Vakıftan yapılan açıklamada, ciltteki kuruluk ve kaşıntının, sanılanın tersine yalnızca dış etkenlerden kaynaklı olmayabileceği belirtildi.
Böbrek hastalıklarında da bu çeşit belirtilerin görülebileceği aktarılan açıklamada, kronik böbrek hastalığının bedende toksik unsurların birikmesine yol açıp, cildin kurumasına neden olduğu, bu durum süreklilik arz ediyorsa yalnızca mevsimsel tesirler yahut beslenme eksikliklerine bakmanın kâfi olamayabileceği kaydedildi.
Açıklamada görüşlerine yer verilen TBV Başkanı Erk, böbrek hastalıklarının sinsi ilerlediğini tabir etti.
Bunun erken devirde belirti vermediğine dikkati çeken Erk, “Ciltteki kuruluk kolay bir sorun üzere görünse de bedenimiz bizi uyarıyor olabilir.
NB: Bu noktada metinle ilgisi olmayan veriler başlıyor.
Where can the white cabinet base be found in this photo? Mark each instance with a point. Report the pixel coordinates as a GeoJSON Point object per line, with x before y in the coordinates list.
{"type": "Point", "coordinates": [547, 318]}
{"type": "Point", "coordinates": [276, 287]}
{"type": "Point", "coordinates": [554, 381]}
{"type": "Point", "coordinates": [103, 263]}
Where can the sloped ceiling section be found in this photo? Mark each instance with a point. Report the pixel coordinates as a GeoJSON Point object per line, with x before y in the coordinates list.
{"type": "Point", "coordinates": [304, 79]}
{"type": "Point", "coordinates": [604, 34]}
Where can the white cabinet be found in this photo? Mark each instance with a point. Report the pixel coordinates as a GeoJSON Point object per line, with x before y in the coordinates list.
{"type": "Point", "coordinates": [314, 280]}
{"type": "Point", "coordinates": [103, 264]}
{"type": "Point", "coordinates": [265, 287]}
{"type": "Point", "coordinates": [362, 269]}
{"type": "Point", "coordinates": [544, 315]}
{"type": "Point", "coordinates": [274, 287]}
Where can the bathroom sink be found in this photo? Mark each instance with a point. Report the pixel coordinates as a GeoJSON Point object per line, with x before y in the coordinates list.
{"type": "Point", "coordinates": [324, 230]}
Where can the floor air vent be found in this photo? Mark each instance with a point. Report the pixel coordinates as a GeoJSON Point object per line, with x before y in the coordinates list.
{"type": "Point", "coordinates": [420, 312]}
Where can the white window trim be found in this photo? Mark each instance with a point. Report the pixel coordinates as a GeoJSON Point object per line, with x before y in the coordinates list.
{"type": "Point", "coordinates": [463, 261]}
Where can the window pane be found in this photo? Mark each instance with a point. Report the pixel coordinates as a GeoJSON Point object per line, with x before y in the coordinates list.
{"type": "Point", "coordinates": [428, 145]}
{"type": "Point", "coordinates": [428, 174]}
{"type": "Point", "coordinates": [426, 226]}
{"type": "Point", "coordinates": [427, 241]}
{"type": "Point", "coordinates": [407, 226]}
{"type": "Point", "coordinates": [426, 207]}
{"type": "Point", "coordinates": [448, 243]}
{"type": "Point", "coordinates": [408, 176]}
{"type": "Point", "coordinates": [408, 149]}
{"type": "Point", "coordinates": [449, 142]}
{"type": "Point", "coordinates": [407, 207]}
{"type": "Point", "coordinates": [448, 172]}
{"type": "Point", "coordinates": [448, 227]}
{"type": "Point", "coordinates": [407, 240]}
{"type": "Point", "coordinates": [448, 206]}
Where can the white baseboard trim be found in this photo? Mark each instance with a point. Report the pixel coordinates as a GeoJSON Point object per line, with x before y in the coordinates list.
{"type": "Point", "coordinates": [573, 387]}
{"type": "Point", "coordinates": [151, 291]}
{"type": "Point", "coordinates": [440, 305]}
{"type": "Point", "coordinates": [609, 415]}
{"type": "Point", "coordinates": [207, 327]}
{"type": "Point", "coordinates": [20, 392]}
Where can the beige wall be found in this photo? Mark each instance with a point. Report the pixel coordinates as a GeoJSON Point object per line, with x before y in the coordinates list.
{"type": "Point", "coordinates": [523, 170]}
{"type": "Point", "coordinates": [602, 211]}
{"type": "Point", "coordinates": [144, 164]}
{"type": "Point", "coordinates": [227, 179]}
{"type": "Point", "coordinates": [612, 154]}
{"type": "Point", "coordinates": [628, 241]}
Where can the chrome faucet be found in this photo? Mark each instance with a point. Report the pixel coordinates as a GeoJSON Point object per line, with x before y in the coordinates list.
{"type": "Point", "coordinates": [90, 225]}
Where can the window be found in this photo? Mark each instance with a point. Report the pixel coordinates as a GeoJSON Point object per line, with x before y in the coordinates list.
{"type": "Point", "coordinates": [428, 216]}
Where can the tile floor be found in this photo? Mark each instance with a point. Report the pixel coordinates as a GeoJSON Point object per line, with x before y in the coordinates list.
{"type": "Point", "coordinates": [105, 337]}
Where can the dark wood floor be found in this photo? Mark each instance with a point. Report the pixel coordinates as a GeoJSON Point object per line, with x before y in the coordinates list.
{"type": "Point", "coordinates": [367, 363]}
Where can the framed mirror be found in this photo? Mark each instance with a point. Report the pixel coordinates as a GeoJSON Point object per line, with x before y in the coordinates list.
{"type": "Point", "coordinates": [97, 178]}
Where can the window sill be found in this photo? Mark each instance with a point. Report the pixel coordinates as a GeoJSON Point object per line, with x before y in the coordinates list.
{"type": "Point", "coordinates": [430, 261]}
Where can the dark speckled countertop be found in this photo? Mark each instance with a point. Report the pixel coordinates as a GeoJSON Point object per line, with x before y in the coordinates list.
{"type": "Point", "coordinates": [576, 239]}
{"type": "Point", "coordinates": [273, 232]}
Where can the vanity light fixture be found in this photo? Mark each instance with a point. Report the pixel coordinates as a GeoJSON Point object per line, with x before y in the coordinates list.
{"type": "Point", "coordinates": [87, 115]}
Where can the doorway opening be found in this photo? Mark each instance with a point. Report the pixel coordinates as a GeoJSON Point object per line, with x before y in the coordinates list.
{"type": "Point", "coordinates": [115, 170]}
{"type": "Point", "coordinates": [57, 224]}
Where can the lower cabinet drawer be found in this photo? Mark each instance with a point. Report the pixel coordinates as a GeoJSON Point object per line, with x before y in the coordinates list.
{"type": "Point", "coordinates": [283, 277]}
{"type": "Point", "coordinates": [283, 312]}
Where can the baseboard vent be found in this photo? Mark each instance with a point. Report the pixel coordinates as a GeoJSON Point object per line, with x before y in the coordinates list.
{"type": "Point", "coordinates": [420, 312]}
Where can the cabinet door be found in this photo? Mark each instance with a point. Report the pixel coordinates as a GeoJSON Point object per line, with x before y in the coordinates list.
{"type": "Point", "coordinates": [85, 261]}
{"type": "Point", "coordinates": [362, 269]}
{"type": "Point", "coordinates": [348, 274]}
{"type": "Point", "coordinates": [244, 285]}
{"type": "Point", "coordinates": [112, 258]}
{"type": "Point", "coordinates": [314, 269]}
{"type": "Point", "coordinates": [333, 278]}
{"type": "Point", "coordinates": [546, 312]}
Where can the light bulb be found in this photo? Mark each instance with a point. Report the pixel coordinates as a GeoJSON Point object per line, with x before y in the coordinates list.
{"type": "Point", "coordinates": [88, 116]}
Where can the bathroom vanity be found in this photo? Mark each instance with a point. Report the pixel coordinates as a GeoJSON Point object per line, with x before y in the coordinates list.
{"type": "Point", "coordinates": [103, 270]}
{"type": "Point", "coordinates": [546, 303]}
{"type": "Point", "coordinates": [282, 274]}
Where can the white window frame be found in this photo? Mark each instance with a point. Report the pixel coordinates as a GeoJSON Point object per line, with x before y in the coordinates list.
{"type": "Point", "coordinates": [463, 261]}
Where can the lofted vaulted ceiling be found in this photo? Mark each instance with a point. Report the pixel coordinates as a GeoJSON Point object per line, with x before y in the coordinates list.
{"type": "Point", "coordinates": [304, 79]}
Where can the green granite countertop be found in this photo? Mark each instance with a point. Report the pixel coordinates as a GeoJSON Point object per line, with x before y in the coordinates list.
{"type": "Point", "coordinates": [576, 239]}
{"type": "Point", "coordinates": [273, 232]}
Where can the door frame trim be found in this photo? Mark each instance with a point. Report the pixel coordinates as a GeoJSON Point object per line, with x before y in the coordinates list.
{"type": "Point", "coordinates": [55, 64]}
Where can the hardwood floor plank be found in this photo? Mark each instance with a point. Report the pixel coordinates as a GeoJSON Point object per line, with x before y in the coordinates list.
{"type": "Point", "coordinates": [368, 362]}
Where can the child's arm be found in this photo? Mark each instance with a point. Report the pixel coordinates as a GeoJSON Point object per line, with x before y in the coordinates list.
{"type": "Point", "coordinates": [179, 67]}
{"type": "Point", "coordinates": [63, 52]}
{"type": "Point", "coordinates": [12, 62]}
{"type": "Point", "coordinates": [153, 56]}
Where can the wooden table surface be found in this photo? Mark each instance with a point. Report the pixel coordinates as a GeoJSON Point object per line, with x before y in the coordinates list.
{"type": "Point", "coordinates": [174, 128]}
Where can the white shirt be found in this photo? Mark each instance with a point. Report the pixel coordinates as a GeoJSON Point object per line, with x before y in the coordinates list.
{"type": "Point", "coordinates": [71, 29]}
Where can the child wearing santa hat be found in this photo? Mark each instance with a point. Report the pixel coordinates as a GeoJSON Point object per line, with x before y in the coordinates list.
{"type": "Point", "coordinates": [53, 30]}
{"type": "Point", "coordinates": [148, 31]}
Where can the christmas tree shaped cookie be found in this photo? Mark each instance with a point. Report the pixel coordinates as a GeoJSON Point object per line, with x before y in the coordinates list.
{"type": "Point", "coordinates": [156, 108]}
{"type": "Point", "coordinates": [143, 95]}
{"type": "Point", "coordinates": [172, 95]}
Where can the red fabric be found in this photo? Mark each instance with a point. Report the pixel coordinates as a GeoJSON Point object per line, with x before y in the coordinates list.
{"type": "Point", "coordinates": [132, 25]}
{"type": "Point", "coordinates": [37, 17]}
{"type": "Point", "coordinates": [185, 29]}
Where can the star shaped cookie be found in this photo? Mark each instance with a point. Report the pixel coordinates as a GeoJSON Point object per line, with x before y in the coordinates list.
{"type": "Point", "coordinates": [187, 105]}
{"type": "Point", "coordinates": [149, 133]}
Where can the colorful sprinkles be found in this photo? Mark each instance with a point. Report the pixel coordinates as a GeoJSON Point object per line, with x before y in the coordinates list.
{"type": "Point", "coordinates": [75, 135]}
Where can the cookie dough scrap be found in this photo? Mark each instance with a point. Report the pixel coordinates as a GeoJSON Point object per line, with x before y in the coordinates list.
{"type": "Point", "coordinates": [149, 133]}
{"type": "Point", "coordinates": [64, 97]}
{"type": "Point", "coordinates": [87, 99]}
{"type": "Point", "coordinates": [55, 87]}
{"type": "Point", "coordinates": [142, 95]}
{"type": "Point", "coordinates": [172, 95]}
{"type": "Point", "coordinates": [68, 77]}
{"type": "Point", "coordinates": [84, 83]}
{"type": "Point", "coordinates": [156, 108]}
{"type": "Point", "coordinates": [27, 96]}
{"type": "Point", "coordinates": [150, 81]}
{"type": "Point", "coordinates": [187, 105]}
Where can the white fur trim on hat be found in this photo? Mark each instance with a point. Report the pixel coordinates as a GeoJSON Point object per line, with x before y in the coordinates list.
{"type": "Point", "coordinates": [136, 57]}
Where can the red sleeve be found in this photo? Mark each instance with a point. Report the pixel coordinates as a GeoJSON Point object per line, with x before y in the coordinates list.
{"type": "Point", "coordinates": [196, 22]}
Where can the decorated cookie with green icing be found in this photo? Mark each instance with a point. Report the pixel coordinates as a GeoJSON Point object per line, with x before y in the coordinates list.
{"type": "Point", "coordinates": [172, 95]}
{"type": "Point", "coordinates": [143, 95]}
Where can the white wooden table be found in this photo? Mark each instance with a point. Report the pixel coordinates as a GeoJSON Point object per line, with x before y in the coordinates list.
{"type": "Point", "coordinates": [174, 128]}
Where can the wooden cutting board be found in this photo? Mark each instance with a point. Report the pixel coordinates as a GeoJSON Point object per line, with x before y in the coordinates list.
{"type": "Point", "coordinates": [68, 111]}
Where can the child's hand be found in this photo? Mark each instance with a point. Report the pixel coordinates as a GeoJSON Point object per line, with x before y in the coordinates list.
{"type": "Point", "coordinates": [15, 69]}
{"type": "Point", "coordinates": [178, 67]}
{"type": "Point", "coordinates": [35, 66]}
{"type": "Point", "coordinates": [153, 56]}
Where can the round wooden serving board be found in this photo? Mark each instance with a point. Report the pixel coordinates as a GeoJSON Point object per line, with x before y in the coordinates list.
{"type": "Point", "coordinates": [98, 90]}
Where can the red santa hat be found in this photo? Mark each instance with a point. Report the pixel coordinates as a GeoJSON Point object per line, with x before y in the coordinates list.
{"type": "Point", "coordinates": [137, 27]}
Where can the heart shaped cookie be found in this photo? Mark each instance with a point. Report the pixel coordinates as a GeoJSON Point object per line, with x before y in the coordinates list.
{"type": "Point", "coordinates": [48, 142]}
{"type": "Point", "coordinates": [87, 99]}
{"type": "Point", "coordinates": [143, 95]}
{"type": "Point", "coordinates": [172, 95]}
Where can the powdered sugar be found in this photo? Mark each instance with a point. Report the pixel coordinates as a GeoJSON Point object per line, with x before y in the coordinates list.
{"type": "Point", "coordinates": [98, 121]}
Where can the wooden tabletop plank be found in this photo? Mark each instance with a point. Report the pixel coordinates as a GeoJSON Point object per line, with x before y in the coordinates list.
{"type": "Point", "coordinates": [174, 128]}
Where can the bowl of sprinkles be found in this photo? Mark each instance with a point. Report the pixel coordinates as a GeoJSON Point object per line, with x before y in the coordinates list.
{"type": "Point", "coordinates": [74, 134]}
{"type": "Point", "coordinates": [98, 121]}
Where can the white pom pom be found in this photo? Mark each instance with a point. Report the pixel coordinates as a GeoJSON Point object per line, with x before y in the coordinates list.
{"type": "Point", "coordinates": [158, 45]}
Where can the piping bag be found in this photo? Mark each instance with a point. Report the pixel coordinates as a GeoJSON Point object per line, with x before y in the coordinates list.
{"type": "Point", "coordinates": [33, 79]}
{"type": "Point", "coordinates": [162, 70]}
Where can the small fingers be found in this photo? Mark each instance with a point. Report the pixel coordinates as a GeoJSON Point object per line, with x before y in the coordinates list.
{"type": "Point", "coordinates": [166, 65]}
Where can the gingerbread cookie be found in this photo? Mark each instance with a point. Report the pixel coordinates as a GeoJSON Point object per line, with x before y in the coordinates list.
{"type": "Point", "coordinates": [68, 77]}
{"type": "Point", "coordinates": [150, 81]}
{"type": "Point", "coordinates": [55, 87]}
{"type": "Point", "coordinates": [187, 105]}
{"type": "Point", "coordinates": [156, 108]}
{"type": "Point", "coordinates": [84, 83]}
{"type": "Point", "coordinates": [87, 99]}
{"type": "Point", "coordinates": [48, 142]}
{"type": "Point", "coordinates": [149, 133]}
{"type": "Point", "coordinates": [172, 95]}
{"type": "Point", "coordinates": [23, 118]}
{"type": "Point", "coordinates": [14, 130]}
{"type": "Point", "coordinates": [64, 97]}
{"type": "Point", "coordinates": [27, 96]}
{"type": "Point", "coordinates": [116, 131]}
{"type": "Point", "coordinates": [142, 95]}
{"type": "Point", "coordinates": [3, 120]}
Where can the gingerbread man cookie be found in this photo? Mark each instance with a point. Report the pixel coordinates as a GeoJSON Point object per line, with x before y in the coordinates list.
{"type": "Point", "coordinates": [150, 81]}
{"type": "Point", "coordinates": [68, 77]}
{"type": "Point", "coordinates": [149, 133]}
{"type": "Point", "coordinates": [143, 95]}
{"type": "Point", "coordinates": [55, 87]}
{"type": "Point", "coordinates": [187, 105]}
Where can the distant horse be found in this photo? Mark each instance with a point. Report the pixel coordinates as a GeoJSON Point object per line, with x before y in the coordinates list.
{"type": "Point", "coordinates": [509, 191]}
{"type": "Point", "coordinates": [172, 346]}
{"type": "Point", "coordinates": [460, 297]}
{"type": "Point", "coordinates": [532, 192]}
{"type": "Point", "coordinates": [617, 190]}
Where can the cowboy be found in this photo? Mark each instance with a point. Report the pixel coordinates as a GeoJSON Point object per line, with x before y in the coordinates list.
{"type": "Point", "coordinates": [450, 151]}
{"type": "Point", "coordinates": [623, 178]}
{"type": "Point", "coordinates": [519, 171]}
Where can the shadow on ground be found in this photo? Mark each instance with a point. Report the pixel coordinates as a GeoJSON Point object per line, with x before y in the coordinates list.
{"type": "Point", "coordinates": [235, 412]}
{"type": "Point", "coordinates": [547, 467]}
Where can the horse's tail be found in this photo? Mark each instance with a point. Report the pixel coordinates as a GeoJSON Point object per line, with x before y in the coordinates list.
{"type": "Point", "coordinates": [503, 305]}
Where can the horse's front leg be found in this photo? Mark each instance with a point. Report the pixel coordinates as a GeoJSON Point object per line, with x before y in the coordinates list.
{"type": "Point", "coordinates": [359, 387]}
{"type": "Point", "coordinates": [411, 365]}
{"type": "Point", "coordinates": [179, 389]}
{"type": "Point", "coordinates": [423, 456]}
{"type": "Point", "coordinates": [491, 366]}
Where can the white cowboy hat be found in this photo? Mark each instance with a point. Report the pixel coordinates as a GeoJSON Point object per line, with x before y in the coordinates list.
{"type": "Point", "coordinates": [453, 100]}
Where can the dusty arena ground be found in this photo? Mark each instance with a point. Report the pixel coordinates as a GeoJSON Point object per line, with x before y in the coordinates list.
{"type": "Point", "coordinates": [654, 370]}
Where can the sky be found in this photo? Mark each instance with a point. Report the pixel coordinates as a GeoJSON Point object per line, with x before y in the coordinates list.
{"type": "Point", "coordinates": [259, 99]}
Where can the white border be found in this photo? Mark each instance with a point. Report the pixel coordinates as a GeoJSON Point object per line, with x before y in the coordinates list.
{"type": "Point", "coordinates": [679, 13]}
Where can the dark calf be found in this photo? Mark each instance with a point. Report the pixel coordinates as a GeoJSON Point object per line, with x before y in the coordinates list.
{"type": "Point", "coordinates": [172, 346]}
Bu nedenle sinyalleri yeterli okumak gerekir. Erken teşhis, böbrek hastalıklarının ilerlemesini durdurabilir ve genel sıhhatinizi koruyabilir. Bu nedenle, yılda bir defa yapılan kan testleri ve doktor kontrolleri böbrek sağlığınızı muhafazanın en değerli yollarından birdir.” bilgisini verdi.
“Kaşıntının en kesin tedavisi böbrek nakli”
Vakfın yönetim kurulu üyesi Prof. Dr. Aydın Türkmen ise gerek kronik böbrek yetersizliği sürecinde gerekse son devir böbrek yetersizliğinde kuruluk ve kaşıntının çok sık gözlenen sıkıntılardan biri olduğunu ve hastaların yaklaşık 3’te birinde görüldüğünü belirtti.
Hastalara kâfi aktiflikte diyaliz yapılamamasının da şiddetli kaşıntıya yol açabildiğini aktaran Türkmen, şunları kaydetti:
“Böbrek yetersizliğindeki kaşıntıyı, kuru cilt, ilaçlarla alakalı kaşıntı, sarılık ve kanser hastalarında görülen kaşıntılardan ayırmak gerekir. Böbrek hastalığına bağlı gelişen kaşıntının tedavisi için bedende biriken toksik unsurların seviyesinin düşürülmesi gereklidir. Kan fosfor ve parat hormon seviyeleri olağan düzeylere getirilmeye çalışılır. Hasta giriyorsa diyalizin en aktif halde yapılmasına ihtimam gösterilir. Topikal tedaviler, nemlendiriciler ve fototerapi kullanılabilir. İleri evre böbrek hastalığıyla alakalı kaşıntının en kesin tedavisi ise böbrek nakli yapılmasıdır.”
Vakfın diyetisyeni Gökçen Efe Aydın de beslenme alışkanlarının cilt sıhhatini direkt etkileyen nedenler ortasında bulunduğunu söz etti.
Yetersiz su tüketimi ile çok tuzlu ve işlenmiş besinlerin cildin nem kaybetmesine neden olduğuna işaret eden Aydın, Bilhassa A, C, E vitamini ve Omega-3 yağ asitlerinden yetersiz bir diyetin, cildin elastikiyetini kaybetmesine ve kurumasına yol açtığını aktardı.